# Oven Doesn't Work / Won't Ignite



## The Stephensons

We've had our new (to us) 2005 25rs for two months now and this past weekend was the first time to use the oven - well, that was the plan, anyway. We've used the stove top every time out. But we were unable to get the oven to work. Couldn't hear or smell the gas when we turned it to the "light" position and pushed it in as directed. Tried to light it with the sparks button on the stove as well as by hand using a match and a flame starter - but nothing. Previous owner used the oven and stovetop all the time (and I had to do some scrubbing to get the oven clean when we brought the trailer home). Could I have disconnected something when I cleaned it so thoroughly? Hard to get our head in there to see if anything could even BE disconnected....

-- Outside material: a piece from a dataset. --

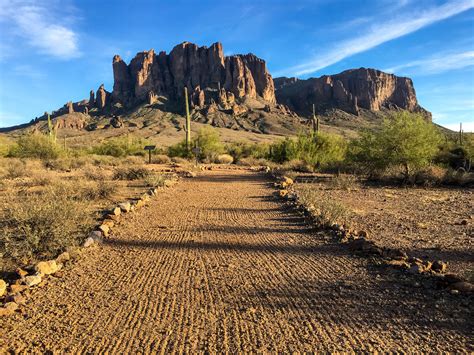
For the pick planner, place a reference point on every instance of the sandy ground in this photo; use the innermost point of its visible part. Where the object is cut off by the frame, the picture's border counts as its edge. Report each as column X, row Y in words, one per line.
column 216, row 264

LP was flowing fine to both the outside burners and the inside stovetop.

Any suggestions?

Thanks in advance....
Cindy


----------



## Dan Borer

Hi Cindy--

Just hold in the knob in the "light" position for a while longer and keep trying to light it with a match or lighter. You should see a puff of flame several times before it will finally light and stay lit. This is not unusual as the pilot for the oven is just an open tube and the gas slowly dissapates and is replaced with ambient air when the oven isn't in use. The flow of gas to the pilot takes quite a while to replace all the air in the line beofre it can light. Also be sure to hold the knob in for about 30 seconds after the pilot lights to make sure that the sensor is hot enough to keep the gas flowing. The ingnitor for the stove does not work for the oven by the way. You can remove the oven rack and the panel over the burner in the oven to get a better look at what you need to do to light it in the future. Once you get an idea where everything is it will become easier to light.

Good Luck!


----------



## GarethsDad

Maybe this will help. http://www.youtube.com/user/tushiemacgrego...l/1/vA2TBqwKV38 and http://www.youtube.com/user/tushiemacgrego...l/0/_G-bJEYYjt4 . It takes a long time for the LP gas to run through the pilot and to stay lit. When we are camping I will leave the oven pilot on so that it will not need to be relit every time I use the oven. James


----------



## john7349

I use one of those 8" BBQ propane lighters ( the ones with the trigger). While holding in on the knob, hold the lighter on the pilot light for 20 seconds or so. This will help heat it up enough so it can maintain it's own flame. (BTW, the pilot light is way in the back of the oven.)


----------



## Northern Wind

Ours does not light with the spark knob, I don't think its designed that way. I just turn the oven to pilot light and hold a long match or lighter under the pilot, it always works very quickly, I find I can do and just watch the reflection in the bottom of the oven to see if its going yet, when it is turn to the desired temp and watch the reflection to make sure the whole burner lights.


----------



## The Stephensons

Seemed like we were trying for at least a minute if not more, but will try again ... thanks everyone! I'll let you know if it works!


----------



## CamperAndy

The pilot is two stage and the primary flow is VERY small. Use this proceedure the light the oven.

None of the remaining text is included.